Business Irish

Sunday 22 July 2018

IPL Plastics' investors clear the way for IPO next month

IPL Plastics chief executive Alan Walsh said few investors are displaying interest in a share buyback that offers an opportunity to leap out at the same valuation as the IPO price (stock picture)
IPL Plastics chief executive Alan Walsh said few investors are displaying interest in a share buyback that offers an opportunity to leap out at the same valuation as the IPO price (stock picture)

Gretchen Friemann

A number of the 2,000 Irish shareholders in IPL Plastics, formerly known as One51, intend to remain on the register until divided repayments restart, underscoring the depth of loyalty to the resurgent company as it bears down on a initial public offering in Toronto.

According to banking sources, some local investors are inquiring about shareholder payments even though the provisional prospectus states the company does not anticipate paying cash dividends on its securities "in the foreseeable future".

IPL Plastics yesterday won overwhelming support from investors to execute a corporate overhaul aimed at facilitating next month's IPO in a move that delivers on a pledge first made a decade ago, when Philip Lynch was at the helm.

Yesterday, at the company's egm and agm in Dublin, chief executive Alan Walsh stressed that the Irish shareholder base, which is dominated by co-ops who have clung on since the IAWS days, remains enthusiastic.

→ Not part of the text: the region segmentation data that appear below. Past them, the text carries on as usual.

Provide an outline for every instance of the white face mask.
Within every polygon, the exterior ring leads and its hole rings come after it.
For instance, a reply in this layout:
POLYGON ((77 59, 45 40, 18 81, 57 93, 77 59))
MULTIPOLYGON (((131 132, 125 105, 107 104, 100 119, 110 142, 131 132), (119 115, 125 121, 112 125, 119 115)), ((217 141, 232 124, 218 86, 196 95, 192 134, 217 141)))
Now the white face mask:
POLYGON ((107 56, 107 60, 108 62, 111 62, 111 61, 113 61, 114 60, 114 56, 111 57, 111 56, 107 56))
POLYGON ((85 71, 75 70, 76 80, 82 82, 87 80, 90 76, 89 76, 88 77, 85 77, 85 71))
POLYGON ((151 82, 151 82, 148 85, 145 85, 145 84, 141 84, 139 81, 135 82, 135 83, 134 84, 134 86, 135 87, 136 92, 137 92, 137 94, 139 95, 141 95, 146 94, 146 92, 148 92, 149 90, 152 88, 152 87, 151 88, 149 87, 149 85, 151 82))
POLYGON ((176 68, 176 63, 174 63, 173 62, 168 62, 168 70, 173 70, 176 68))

Mr Walsh said few investors are displaying interest in a share buyback that offers an opportunity to leap out at the same valuation as the IPO price. "No one's in a rush to the exit door," he said.

The Canadian listing will water down investors's stakes to less than 50pc. Currently the largest stakeholders are Fonds de Solidarite FTQ (FSTQ), a Canadian government agency which backs investment in Quebec and Caisse de Depot et Placement du Quebec (CDPQ) a long-term institutional investor that manages funds for the Canadian public sector.

While local investors have endured a turbulent ride as the company ballooned into an over-sized conglomerate and then thinned out again to become a plastics manufacturer, its fortunes finally appear to be on the rise.

While the company chalked up a 46pc increase in earnings before interest, tax, depreciation and amortisation (ebitda) last year to €70.9m, that figure is projected to rise to €72.7m-€79.4m by 2021, according to the projections included the prospectus.